The Division of Matrimonial Property

As previously mentioned, there are two options available to the parties when deciding upon the division of their matrimonial property. Both parties can either agree privately by entering into a Separation Agreement or they can leave it up to the Court to decide. If the parties choose to enter into a Separation Agreement, it is at their own discretion to decide upon the division of their matrimonial property. However, it is good practice to consider the law in this area, particularly the financial provision principles set out in the Family Law (Scotland) Act 1985 Act. Provided the final agreement is fair and reasonable, the Court do not require sight of the Agreement and thus divorce is likely to be granted relatively quickly.
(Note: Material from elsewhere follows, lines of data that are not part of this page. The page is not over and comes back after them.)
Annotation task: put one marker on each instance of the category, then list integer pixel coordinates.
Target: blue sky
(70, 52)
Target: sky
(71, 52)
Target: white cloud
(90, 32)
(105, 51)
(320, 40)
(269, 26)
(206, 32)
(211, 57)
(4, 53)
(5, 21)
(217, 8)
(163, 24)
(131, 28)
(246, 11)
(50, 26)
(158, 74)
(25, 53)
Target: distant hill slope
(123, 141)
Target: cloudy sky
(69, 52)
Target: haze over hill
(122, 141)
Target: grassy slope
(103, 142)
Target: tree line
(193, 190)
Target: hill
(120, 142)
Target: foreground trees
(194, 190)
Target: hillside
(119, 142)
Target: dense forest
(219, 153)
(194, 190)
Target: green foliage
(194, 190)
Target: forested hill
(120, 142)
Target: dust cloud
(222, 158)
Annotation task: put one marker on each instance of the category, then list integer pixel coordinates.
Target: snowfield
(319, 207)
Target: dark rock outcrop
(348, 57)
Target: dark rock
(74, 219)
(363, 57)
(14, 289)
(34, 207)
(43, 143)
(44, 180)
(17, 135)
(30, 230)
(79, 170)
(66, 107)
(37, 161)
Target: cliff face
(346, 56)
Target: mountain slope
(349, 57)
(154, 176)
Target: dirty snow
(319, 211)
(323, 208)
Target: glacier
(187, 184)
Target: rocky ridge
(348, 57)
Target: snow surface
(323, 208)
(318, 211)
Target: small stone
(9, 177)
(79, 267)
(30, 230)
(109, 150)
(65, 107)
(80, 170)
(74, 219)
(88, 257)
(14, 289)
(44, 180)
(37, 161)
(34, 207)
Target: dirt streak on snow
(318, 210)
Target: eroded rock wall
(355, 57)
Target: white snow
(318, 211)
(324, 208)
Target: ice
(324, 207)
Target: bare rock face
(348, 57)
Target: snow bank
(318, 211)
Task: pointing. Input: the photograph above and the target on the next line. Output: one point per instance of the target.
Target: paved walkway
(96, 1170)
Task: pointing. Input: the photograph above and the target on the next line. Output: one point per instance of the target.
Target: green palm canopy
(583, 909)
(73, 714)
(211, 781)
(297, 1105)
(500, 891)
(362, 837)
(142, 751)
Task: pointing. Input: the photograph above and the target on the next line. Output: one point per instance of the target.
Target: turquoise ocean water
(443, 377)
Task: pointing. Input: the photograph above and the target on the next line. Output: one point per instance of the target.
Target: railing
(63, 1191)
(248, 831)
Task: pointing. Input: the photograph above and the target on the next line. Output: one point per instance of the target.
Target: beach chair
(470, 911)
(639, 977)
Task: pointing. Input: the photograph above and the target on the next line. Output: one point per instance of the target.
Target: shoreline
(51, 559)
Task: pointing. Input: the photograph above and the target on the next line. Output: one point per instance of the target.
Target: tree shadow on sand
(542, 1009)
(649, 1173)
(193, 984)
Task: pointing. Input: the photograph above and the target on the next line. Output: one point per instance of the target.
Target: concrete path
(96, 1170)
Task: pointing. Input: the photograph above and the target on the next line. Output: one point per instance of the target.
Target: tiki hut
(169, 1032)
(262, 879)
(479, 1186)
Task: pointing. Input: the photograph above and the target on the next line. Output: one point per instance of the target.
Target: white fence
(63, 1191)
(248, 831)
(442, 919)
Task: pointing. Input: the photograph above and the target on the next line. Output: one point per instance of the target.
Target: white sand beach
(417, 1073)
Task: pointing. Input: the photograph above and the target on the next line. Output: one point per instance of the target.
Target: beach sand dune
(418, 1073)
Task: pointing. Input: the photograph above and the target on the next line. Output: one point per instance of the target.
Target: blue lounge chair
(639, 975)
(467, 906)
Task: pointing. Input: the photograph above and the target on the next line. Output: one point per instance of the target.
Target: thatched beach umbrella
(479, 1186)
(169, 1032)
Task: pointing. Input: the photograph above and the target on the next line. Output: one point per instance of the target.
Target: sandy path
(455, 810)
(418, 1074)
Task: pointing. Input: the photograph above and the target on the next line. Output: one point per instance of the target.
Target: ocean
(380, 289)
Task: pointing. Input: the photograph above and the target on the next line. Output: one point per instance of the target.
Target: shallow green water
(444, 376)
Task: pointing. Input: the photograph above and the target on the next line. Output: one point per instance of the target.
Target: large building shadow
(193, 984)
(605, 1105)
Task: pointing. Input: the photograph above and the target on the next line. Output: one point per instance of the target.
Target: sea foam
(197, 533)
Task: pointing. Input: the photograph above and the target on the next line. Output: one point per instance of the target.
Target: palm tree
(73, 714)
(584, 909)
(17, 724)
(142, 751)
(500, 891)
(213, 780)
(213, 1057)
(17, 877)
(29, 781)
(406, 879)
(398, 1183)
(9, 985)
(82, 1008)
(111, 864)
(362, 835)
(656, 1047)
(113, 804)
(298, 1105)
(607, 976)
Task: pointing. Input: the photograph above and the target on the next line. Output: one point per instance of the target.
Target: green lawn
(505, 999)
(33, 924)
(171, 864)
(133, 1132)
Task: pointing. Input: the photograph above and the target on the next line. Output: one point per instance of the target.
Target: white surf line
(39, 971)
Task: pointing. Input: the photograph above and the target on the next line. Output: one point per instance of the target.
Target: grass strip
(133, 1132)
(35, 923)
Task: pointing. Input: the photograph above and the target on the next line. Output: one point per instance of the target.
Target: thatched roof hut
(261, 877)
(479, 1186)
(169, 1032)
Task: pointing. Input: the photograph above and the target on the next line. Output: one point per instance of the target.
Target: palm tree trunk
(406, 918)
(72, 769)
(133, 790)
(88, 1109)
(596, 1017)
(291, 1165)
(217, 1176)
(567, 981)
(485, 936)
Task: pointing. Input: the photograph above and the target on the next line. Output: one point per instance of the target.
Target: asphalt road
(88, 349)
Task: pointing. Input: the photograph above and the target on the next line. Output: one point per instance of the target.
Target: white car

The alternative is for the Court to decide on the division of the matrimonial property and in doing so; the Court will apply the principles set out in the Family Law (Scotland) Act 1985. The Principles on Financial Provision on divorce are set out below:-

‘The Principles’

  • Section 9(1)(a) - The first and usually the most important principle is that the net value of the matrimonial property requires to be shared fairly.  “Fair” means “equal” unless there is a compelling argument to justify a fair but unequal split.
  • Section 9(1)(b) - The Court requires to take fair account of any economic advantage derived by either party from the contributions of the other, and any economic disadvantage suffered by either party in the interests of the other party.
  • Section 9(1)(c) – The Court should take fair account of the economic burden of caring for children under the age of 16.
  • Section 9(1)(d) -  If one party has been dependent to a substantial degree upon the financial support of the other, then there should be provision to enable that party to adjust over a period of not more than three years.
  • Section 9(1)(e) - The Court should seek to relieve serious financial hardship that may be suffered as a result of divorce.

‘The Clean Break’

It is important to note that Scots Law underpins the ‘Clean Break’ premise in relation to financial provision on divorce or dissolution. This clean break is usually accounted for in the capital assets, however, if required, there are a number of orders that can be made by the Court under the 1985 to facilitate a clean break. In terms of Section 8 of the 1985 Act, the Court has the ability to order a payment of a lump sum, the transfer of property, a periodical allowance or a pension sharing order. Such orders are at the discretion of the court but are commonly used in the division of matrimonial property.

Conclusion

The Scottish Law on Financial Provision on divorce or dissolution is coherent and to a significant extent, it provides a predictive outcome. This could potentially work in the interest of either party as what they effectively wish to know is ‘what the judge will decide?’ However, it should be noted that there is less scope for judicial flexibility as a result of the 1985 Act. Both parties should take time to consider their options and review the pros and cons of private settlement versus the decision of the Court. Financial provision on divorce or dissolution can be a contentious issue between the two parties involved and it is therefore advisable for each party to seek the advice of a Family Law practitioner.